Validation of OSC patient sample miRNA data. Validation of training set: Log10 RQ values for miR-429, mir-141 and let-7f in both the pilot study (RQp) and the larger independent FFPE cohort (RQv). There was modest correlation between both sets of results (r = 0.50).

Figure 12

Top 10 miRNAs up- and downregulated in OSC patient samples. Barchart of the mean logarithmic fold change (RQ) of the top ten up and downregulated miRNAs in OSC samples relative to normal ovary.

Figure 13

Comparison of miRNA expression in EC cells and OSC patient samples.
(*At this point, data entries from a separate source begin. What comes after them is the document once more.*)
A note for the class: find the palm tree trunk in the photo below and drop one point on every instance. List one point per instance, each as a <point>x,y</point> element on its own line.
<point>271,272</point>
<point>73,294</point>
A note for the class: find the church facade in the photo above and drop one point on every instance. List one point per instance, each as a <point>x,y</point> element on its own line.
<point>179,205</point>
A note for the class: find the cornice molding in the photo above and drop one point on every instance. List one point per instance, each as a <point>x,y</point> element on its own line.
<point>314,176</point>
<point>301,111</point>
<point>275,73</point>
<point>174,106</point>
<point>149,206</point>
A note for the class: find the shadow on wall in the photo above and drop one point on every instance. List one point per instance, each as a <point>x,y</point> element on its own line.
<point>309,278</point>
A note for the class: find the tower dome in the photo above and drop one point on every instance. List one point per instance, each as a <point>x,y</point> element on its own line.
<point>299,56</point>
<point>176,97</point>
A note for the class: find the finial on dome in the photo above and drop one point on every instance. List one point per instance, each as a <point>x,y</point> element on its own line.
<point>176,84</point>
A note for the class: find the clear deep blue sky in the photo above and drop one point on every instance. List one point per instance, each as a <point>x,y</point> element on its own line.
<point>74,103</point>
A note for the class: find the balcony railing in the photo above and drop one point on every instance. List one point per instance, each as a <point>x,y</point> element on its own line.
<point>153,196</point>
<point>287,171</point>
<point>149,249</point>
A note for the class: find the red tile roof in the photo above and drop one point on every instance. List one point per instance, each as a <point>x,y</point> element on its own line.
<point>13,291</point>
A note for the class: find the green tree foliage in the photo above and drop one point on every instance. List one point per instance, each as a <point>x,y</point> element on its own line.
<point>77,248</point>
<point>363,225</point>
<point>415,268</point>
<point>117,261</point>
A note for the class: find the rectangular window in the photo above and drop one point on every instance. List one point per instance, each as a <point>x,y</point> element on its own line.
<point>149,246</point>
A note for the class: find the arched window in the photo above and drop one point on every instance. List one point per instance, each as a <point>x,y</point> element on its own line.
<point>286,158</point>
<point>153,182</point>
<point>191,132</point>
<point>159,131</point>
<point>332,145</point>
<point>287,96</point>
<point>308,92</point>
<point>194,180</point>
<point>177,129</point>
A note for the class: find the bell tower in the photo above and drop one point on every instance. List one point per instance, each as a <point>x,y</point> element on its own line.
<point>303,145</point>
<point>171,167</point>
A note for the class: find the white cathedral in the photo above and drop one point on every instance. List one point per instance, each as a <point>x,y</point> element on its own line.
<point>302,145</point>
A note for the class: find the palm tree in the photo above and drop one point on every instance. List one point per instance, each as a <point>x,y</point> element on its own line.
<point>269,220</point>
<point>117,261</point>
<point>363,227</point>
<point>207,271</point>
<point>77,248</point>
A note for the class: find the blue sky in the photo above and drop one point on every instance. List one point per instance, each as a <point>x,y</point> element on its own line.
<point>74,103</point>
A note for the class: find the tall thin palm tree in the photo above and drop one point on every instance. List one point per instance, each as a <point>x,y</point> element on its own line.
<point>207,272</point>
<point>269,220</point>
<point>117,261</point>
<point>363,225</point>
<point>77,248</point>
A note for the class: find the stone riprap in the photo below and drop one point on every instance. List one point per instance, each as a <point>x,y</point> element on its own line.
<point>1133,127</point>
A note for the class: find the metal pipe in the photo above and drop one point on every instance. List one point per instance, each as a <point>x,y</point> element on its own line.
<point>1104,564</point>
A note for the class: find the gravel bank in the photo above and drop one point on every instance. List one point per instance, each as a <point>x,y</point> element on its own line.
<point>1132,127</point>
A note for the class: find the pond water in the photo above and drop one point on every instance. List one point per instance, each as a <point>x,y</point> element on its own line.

Hierarchal clustering of the differentially expressed miRNAs in EC cells and ovarian tumour samples is shown. Hierarchal clustering was performed on miRNAs altered upon differentiation of nullipotent (2102Ep) and pluripotent (NTera2) EC cells and in ovarian tumour samples (TS) compared to normal tissue. Clustering indicates that alterations in miRNA expression during differentiation of the nullipotent EC cell type are more similar to tumour samples than alterations in miRNA expression during differentiation of the pluripotent cells.